Erbteils-Übertragung statt Ausschlagung

   
   
   


Ausschlagung der Erben - Folgen für deren Kinder?

Die Kinder des Erblassers wurden zu Nacherben und deren Kinder zu Ersatznacherben bestimmt. Die Nacherben schlagen aus und verlangen stattdessen den Pflichtteil.
Werden die Kinder der Nacherben Ersatz-Nacherben?
Es ist der tatsächliche oder hypothetische Wille des Erblassers zu ermitteln, d.h. was hätte er gewollt, wenn er diese Situation bedacht hätte?
OLG München, Urteil vom 25.7.2006

Im Zweifel sind die Abkömmlinge des Ausschlagenden von Erbfolge ausgeschlossen.

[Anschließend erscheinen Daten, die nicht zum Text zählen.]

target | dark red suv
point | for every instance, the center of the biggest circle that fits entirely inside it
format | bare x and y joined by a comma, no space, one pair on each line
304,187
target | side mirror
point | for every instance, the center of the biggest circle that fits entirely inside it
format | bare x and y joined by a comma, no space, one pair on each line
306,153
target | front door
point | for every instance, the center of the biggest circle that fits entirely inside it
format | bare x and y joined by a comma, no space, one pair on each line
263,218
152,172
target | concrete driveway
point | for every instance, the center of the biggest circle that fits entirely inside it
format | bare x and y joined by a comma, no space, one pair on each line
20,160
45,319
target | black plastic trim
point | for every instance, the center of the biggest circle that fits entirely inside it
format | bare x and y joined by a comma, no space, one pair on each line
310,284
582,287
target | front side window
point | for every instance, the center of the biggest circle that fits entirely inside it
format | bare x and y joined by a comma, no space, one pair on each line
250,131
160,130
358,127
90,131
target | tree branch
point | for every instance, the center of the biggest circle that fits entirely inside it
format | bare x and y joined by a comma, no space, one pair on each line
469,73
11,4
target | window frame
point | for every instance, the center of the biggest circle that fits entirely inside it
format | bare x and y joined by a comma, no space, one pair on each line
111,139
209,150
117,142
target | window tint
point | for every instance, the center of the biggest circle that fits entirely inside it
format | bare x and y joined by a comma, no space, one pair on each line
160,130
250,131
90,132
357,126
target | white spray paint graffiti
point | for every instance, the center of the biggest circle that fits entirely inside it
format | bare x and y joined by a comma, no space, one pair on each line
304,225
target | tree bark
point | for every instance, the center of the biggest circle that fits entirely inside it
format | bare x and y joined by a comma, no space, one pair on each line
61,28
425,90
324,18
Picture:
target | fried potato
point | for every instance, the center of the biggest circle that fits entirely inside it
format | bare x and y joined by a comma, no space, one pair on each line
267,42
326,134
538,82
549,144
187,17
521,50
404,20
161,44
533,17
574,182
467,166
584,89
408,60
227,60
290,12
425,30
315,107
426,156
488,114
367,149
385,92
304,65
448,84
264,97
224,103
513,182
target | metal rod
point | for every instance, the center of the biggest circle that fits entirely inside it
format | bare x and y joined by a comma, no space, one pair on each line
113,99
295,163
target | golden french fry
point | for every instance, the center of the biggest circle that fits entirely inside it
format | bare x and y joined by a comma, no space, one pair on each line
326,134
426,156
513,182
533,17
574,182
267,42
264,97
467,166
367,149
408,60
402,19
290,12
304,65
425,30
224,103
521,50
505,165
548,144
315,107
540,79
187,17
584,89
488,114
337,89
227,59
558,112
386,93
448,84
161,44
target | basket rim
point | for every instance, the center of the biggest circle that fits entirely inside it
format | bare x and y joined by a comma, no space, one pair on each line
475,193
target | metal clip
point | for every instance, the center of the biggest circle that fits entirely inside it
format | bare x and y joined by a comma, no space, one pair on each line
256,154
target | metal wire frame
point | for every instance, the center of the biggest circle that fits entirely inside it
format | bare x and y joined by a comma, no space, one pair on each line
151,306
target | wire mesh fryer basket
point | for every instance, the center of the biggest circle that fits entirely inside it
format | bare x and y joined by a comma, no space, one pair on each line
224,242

Ausschlagung "aus allen Gründen

Schlägt ein Erbe die Erbschaft "aus allen Gründen" aus, erklärt er diese Ausschlagung hinsichtlich aller ihm bekannten und unbekannten Gründe. Eine Anfechtung wegen Irrtums kommt nicht in Betracht.
OLG Hamm, Beschluss vom 17.2.2011, 15 W 167/10

Der Erbteil des Ausschlagenden führte zum Verlust der Erbenstellung und ging nach § 1953 II, 1924 III, IV BGB auf dessen Kinder als Nächstberufene über.

Irrtum über den Wert

Befürchtet ein Erbe aufgrund Zeit ferner Informationen, dass "nur Schulden" vorliegen und schlägt er deshalb die Erbschaft aus, so kann er später im Falle der Werthaltigkeit des Nachlasses seine Ausschlagungserklärung nicht wegen Irrtums anfechten.